Steinunn Anna Sigurjónsdóttir writes
Should I report to child protection?
98 this year was dedicated to the safety and well-being of children and young people. Have you ever worried about a child’s well-being? What did you do in the case? Have you read about what is notifiable for child protection?
Recently I noticed a lot of excitement in a discussion group in a large Facebook group. The reason was that someone had reported the mother to child protection after she published a picture of her child in the group to seek advice with certain symptoms that were seen in the picture. The mother was very hurt that she had been reported for the film and it seemed to me that most of the comments were about defending this mother and crucifying the person who had reported the act. That someone should THINK to report to child protection for something that was OBVIOUSLY not harmful to the child.
I would like to discuss this reaction when reporting to child protection, in a larger context.
Sometimes we feel it is obvious that child protection needs to be reported. For example, if we come across an alcoholic parent at home with small children or if a child shows up with a big bruise on his eye and says that his mother has stabbed herself. I have still heard of similar incidents where no one sent a report to child protection.
But rather look at the incidents where suspicion arises that something may be wrong with a child’s situation or behavior, but we are not sure. What if a child repeatedly arrives late for school, sometimes does not have a packed lunch, has difficulty reading at home, and is often ill-dressed in the outdoors? What if you see a father lose control of his temper with a child in Kringlan and grab it by the arm? Is this notifiable? Is this an exception or a rule? Are conditions even worse at home? What to do? Announce? Talk to the parent? Or just wait and see?
Child protection notifications are more often than not about uncertainty, as they are notifications about
suspicion , not accusations in court. You know that there is uncertainty and ask that it will be examined whether there is a reason for intervention. You should not try to resolve this uncertainty or wait for it to resolve before you report it. Child Welfare is the surveyor, not you. When we are unsure whether to report, there is a reason to report. It is the uncertainty that you are reporting, nothing else.

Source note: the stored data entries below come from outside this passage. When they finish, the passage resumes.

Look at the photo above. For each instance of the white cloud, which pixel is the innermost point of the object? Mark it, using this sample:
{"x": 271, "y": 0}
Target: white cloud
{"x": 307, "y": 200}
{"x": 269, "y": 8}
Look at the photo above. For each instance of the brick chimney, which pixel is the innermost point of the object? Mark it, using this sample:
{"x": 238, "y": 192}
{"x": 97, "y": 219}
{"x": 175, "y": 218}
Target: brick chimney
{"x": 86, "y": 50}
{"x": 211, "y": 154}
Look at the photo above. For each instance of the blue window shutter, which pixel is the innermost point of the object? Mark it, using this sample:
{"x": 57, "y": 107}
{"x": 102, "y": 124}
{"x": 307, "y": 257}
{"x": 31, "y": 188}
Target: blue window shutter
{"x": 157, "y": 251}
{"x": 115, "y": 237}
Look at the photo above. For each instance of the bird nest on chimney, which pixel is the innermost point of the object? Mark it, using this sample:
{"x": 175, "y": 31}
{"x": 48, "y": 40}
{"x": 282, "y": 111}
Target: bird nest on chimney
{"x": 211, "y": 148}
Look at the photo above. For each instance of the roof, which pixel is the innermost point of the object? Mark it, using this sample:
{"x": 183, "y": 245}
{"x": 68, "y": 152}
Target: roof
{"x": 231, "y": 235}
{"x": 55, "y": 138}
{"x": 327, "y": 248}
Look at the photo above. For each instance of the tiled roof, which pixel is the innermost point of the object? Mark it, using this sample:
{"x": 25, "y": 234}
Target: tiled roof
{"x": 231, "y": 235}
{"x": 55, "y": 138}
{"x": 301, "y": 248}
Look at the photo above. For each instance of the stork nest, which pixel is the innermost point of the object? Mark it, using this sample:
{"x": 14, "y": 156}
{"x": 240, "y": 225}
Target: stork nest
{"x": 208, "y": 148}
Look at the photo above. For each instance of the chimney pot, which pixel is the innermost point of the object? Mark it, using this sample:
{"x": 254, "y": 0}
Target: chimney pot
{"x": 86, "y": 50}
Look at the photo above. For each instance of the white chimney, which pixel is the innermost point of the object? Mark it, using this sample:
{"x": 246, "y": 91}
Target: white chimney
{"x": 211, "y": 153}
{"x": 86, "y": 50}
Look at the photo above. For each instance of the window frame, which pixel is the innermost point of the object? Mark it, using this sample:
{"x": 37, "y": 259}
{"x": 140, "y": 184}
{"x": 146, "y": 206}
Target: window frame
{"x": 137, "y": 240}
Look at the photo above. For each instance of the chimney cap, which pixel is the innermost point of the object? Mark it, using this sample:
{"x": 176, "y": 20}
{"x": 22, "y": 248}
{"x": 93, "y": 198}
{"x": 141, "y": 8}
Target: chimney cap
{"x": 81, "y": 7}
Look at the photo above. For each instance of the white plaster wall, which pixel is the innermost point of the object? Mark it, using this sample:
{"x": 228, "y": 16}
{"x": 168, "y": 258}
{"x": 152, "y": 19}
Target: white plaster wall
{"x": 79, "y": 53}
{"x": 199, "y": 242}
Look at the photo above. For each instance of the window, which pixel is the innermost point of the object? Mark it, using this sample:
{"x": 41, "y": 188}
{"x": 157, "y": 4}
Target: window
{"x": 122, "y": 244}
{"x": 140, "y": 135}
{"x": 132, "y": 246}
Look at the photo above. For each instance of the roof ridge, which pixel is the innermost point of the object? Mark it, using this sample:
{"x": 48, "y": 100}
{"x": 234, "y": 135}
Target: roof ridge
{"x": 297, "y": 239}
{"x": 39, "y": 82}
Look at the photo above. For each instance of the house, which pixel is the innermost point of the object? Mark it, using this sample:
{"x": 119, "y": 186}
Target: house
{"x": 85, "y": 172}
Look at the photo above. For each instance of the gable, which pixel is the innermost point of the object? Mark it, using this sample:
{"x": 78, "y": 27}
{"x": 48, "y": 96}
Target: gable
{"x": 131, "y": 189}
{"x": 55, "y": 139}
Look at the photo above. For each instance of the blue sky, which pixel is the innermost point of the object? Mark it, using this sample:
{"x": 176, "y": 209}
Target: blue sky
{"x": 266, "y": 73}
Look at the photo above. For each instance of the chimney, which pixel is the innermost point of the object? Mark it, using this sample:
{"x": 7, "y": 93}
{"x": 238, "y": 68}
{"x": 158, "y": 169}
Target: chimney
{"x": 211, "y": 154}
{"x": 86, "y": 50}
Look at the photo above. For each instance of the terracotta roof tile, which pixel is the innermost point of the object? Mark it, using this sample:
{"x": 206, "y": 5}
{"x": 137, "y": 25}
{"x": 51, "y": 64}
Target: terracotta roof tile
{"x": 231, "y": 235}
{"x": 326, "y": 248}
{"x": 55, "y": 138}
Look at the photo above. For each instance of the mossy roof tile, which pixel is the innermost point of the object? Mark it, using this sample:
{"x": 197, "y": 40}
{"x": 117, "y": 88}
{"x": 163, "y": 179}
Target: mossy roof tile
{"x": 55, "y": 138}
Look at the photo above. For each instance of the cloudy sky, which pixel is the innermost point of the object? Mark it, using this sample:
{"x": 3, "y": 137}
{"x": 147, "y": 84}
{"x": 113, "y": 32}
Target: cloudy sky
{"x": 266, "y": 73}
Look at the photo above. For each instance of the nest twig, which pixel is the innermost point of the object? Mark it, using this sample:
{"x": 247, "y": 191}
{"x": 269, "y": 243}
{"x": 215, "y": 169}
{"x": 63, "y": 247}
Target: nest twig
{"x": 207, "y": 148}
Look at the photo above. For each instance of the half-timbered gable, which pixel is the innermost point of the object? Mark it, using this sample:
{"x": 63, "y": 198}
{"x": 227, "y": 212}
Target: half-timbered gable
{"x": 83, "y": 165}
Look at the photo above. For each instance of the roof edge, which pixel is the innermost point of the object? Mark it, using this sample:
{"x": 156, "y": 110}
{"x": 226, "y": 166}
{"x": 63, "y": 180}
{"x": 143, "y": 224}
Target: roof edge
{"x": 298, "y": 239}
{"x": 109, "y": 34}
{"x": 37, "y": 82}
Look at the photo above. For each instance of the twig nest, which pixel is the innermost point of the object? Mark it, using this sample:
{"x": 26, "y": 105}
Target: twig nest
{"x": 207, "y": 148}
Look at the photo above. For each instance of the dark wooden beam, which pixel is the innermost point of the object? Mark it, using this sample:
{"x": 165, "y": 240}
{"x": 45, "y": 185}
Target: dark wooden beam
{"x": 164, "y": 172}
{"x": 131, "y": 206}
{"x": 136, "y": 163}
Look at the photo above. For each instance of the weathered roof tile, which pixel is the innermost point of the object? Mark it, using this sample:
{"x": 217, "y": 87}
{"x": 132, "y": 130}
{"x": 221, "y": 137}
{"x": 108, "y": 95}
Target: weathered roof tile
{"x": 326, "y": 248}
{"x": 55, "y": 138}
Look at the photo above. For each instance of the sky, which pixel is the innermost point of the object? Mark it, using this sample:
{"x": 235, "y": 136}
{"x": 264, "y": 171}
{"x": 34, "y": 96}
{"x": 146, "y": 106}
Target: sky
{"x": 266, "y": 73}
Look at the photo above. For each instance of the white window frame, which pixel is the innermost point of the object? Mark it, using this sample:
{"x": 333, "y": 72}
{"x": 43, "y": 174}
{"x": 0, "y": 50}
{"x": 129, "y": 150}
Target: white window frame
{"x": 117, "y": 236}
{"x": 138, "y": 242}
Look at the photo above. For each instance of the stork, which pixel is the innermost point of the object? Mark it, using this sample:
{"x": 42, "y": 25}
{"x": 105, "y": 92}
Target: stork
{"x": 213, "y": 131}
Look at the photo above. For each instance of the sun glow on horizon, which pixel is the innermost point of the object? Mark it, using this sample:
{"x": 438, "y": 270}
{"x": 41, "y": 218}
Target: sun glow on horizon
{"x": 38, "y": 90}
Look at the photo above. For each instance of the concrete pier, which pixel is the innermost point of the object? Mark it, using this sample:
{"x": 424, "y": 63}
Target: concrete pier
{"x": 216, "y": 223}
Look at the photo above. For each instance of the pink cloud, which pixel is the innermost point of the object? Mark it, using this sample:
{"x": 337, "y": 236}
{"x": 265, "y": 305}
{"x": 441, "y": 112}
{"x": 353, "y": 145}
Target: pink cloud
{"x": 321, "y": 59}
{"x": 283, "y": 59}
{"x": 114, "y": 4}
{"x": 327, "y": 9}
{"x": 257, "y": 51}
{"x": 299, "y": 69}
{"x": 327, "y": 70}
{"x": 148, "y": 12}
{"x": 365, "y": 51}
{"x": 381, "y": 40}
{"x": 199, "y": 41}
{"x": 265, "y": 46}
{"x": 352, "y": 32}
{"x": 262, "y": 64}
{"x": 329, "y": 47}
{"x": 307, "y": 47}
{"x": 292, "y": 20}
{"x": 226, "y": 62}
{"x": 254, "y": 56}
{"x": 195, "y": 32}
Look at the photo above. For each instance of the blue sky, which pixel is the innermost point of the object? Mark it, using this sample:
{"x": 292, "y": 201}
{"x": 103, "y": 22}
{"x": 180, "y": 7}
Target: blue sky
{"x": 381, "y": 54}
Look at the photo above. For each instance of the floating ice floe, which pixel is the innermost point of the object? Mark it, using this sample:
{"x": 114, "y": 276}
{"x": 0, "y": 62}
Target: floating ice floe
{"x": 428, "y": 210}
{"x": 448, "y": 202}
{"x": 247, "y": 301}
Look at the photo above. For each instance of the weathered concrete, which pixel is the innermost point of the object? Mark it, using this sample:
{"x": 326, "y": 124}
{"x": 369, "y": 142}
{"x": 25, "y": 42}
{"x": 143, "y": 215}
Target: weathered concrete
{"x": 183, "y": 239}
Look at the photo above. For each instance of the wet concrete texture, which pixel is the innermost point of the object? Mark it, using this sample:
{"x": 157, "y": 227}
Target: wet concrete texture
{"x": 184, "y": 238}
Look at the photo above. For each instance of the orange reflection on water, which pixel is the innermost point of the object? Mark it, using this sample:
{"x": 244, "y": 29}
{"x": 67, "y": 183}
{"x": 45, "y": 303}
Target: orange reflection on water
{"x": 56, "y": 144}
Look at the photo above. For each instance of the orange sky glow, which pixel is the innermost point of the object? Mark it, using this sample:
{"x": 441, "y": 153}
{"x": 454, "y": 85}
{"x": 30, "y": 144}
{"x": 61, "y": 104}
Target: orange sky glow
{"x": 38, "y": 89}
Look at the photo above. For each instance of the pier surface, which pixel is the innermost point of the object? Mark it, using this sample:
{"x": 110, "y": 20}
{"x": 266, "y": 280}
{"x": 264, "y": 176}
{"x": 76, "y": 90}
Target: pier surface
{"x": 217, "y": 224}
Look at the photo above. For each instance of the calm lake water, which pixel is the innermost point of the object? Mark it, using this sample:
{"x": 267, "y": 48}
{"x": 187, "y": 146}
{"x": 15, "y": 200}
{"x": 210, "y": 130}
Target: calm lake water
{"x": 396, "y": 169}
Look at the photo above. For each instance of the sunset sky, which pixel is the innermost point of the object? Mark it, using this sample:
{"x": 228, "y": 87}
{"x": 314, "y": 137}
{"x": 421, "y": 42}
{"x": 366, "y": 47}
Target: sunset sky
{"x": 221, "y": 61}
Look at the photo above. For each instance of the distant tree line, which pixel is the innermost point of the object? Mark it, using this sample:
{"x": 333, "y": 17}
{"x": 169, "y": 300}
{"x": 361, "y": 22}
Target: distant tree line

If you are afraid of being crucified for reporting a child’s situation, remember this; for each adult you avoid the inconvenience of receiving a letter from a child welfare officer unjustifiably, when a child who needed child welfare intervention but does not receive assistance because no one thought he was enough certain to report.
Therefore, I would like to appeal to parents who are reported to child welfare without cause do not get angry and start blaming the cause or the person who reported it, but remember that in order to catch as many children as possible, some parents will inevitably be notified because of something that does not prove to be necessary. Child protection is not the old hailstone that some older generations have experienced, thankfully. I have worked in a school office, health care and psychology office with children and parents for eleven years and have met many families who enjoy the help and support of child protection. Stop censoring child protection or view reporting as a condemnation.
Childhood is precious and fragile, it lays the foundation for our entire future. We adults should fence ourselves in and report suspicion / uncertainty, ALWAYS . We are not surveyors, we should not know if there is a reason to report, that is the role of child protection.
The author is a psychologist and manager at the Little Anxiety Treatment Center.